When it comes to bonus offers, Swiss sports betting providers are regulated by the Gaming Act and are typically smaller but more transparent. Common bonus types include welcome bonuses, free bets, cashback, and loyalty programs. However, Swiss sports betting providers do not offer bonuses of thousands of Swiss francs or extra bonuses with cryptocurrencies [1].
Using platforms without a Swiss license can result in no legal issues for players, but it may lead to complications in case of problems with withdrawals. Platforms without a Swiss license can offer their services via alternative links, bypassing blocks, but players may not have the same recourse as with a Swiss bookmaker in case of withdrawal issues [1].
In terms of security, secure payment methods are required in Swiss sports betting, and user data is verified to ensure authenticity. Data transmission in Swiss sports betting is encrypted for security purposes, and platforms must meet strict requirements for bookmakers, including encryption of data transmission, separate accounts for customer funds, verification of user data, and secure payment methods [1].

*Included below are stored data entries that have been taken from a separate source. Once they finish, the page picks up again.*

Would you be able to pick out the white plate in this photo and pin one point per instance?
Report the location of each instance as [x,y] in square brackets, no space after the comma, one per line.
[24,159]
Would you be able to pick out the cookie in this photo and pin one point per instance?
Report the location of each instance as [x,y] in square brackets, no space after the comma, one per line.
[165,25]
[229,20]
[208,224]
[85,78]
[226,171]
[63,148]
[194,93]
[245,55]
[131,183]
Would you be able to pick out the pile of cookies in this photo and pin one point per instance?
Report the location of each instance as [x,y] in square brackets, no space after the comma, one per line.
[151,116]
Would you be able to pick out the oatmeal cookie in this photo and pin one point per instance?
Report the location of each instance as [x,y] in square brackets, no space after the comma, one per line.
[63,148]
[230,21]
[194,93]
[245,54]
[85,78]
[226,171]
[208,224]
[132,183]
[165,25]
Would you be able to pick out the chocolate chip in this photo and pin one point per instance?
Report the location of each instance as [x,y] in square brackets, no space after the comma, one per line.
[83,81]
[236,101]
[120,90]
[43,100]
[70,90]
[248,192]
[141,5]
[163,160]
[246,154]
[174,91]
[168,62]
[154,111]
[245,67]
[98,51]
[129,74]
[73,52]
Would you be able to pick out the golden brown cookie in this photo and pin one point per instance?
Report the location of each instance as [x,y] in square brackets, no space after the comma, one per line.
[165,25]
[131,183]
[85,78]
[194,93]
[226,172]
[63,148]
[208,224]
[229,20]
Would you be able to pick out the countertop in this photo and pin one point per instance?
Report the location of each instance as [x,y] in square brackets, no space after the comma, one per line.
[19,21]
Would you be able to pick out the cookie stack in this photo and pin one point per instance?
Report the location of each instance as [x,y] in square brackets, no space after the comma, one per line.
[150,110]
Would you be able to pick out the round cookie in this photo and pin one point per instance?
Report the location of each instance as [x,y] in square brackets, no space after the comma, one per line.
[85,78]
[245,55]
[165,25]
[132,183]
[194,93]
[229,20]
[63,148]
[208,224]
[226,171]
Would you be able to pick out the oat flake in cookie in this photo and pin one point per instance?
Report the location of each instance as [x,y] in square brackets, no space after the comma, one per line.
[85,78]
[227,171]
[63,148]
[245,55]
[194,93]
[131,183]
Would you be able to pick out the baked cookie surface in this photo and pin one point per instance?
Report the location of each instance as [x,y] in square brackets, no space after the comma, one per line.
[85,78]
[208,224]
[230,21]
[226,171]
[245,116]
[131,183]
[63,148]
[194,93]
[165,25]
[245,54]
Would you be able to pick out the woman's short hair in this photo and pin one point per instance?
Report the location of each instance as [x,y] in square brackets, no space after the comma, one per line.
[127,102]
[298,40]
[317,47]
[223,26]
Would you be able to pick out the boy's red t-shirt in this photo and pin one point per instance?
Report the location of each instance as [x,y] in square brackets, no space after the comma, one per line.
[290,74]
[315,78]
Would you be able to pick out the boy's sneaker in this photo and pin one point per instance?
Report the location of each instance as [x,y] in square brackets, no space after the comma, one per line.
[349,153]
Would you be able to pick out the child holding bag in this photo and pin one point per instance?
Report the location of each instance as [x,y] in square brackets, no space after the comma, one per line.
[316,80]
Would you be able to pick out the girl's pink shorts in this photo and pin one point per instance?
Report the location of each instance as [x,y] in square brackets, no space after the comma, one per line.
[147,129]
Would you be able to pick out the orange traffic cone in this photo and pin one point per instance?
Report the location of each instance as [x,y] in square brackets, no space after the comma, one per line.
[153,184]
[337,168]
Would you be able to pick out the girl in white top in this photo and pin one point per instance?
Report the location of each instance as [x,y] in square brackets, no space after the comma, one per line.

Swiss sports betting providers must also meet extensive requirements to ensure player safety. These requirements include strict requirements for bookmakers, such as encryption of data transmission, separate accounts for customer funds, verification of user data, and secure payment methods [1].
In conclusion, Switzerland's approach to online sports betting is unique, with a focus on a monopoly licensing model and local cantonal oversight. While taxation details are not explicitly stated, the market is tightly regulated, implying taxable operations for licensed entities. Compared to other European countries, Switzerland's licensing fees and taxation appear more moderate, with a clearer monopoly-style licensing approach [1][3][4].